CEPHALOCELES

The term ‘Cephalocele’ has been applied to all those tumours which project through a gap or deficiency in the bones of the vault and base of the skull. The tumour may be congenital or traumatic in origin: the membranes of the brain may alone protrude (meningocele), or the tumour may be composed of normal or altered brain-substance: all the varying conditions, however, are included under one term—cephalocele. Congenital and traumatic cephaloceles differ, however, so markedly from one another, both with regard to their pathology and treatment, that they must be considered separately.

Congenital cephaloceles.

Billroth and the late Professor von Bergmann were the first to narrate cases in which this deformity was present, Lyssenkow[4] added much to the previous records, and de Quèrvain,[5] by prolonged researches, drew further attention to the subject.

Lyssenkow divided the congenital variety into two main groups—exencephaly and cephalocele—the former resulting from a general error in development (the ‘Acrania’ of Muscatelle), the latter a partial or local developmental failure. In exencephaly there is an extensive gap in the vault of the skull, the remainder of the skull being microcephalic in nature, the brain projecting outwards in a varying degree, and the ventricular spaces distended with fluid. In cephaloceles the hole in the skull is usually circumscribed, although the sutures may be widely separated and the ventricles distended with fluid, yet both skull and brain may be normally developed in all other respects.

Exencephaly

presents but few points of surgical interest, insomuch as the condition is barely compatible with life.

Cephaloceles

occupy a very different position. The condition is by no means confined to man, and many instances are recorded as occurring throughout the animal kingdom. Norsa Gurrieri,[6] for instance, records a case occurring in the embryo of Mus decumanus vel albinus. The same writer insists that the developmental error involves bones of either cartilaginous or membranous origin, and that the atrophic condition of the bone is the primary cause and the ectopia of the brain a secondary result.

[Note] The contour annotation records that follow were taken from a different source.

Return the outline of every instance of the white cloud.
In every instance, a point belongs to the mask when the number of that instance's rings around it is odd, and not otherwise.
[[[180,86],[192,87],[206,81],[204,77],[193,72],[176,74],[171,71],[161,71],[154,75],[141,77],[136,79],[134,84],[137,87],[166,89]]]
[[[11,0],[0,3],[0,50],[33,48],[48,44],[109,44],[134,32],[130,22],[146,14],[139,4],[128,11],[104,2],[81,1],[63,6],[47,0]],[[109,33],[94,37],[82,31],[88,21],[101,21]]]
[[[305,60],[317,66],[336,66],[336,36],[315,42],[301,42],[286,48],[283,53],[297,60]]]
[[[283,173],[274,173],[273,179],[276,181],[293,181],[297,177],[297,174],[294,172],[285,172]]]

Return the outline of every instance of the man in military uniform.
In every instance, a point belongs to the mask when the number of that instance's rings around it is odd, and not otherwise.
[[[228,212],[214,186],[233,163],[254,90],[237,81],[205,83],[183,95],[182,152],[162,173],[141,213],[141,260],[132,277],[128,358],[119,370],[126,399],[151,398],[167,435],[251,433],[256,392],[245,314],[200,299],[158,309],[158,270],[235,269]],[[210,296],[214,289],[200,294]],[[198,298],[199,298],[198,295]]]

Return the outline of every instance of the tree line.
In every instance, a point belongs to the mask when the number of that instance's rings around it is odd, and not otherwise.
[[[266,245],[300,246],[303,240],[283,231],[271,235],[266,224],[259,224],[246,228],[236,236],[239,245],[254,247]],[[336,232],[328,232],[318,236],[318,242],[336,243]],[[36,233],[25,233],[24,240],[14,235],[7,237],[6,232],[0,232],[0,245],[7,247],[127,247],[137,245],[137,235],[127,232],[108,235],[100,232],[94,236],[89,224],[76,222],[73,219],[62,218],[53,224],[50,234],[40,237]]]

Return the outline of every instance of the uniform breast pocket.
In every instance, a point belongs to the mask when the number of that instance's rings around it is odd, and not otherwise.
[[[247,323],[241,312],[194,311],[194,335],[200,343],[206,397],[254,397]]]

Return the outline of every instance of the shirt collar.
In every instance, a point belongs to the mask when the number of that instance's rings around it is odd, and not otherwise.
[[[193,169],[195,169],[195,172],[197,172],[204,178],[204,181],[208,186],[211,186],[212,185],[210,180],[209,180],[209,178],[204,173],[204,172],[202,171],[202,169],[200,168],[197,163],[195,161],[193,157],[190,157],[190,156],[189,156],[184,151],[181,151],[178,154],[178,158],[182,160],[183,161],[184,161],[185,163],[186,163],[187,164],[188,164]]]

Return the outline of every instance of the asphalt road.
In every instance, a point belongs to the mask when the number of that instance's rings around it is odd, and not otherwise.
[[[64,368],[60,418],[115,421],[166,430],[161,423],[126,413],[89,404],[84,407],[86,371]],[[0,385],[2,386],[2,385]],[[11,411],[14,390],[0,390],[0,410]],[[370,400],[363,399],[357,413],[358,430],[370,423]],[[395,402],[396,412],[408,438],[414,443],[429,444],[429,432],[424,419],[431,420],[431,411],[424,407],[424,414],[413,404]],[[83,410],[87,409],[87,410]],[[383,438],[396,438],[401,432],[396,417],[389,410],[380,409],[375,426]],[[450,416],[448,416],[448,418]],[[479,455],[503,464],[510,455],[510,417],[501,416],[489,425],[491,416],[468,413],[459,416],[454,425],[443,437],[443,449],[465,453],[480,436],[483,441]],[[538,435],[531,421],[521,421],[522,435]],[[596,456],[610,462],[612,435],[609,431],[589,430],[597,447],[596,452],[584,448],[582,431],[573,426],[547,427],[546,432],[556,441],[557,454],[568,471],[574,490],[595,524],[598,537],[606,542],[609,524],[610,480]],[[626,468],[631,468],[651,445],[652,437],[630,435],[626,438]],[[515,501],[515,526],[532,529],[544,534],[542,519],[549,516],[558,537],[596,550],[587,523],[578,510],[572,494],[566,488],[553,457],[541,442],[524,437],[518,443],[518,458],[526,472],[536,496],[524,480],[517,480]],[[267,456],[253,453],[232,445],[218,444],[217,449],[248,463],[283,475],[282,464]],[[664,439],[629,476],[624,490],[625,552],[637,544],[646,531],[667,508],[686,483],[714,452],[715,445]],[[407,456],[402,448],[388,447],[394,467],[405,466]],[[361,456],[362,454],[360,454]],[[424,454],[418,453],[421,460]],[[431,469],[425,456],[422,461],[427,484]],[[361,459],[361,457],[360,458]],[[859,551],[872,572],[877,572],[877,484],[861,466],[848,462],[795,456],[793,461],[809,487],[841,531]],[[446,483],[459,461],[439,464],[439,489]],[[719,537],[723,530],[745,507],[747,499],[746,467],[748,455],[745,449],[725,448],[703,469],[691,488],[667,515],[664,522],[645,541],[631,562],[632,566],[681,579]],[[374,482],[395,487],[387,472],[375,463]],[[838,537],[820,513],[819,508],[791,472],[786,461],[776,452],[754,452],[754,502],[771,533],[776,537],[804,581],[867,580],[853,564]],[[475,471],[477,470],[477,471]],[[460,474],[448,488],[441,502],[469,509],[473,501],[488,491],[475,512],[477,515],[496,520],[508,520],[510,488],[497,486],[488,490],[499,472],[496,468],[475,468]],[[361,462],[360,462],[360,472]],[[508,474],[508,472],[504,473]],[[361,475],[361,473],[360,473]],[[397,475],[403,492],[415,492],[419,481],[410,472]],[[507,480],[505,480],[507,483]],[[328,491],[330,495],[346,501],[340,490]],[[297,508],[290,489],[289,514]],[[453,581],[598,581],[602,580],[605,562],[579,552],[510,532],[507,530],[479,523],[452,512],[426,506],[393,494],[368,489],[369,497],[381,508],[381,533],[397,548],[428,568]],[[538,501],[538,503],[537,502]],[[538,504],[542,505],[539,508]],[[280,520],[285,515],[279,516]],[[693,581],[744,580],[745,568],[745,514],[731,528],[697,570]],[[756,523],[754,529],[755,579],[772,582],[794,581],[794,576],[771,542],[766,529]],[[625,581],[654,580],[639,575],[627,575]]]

Lyssenkow,[7] after careful investigation of tumours removed by operation and after death, found scattered nerve-fibres, fat-cells, striated muscle and vessels—the products, therefore, of both ectoderm and mesoderm. He also observed the frequent occurrence of an intimate union or fusion between the cephalocele and the overlying integument, and, in consequence, the theory was formulated that the greater number of cephaloceles were in reality cephalomata or true teratoid tumours.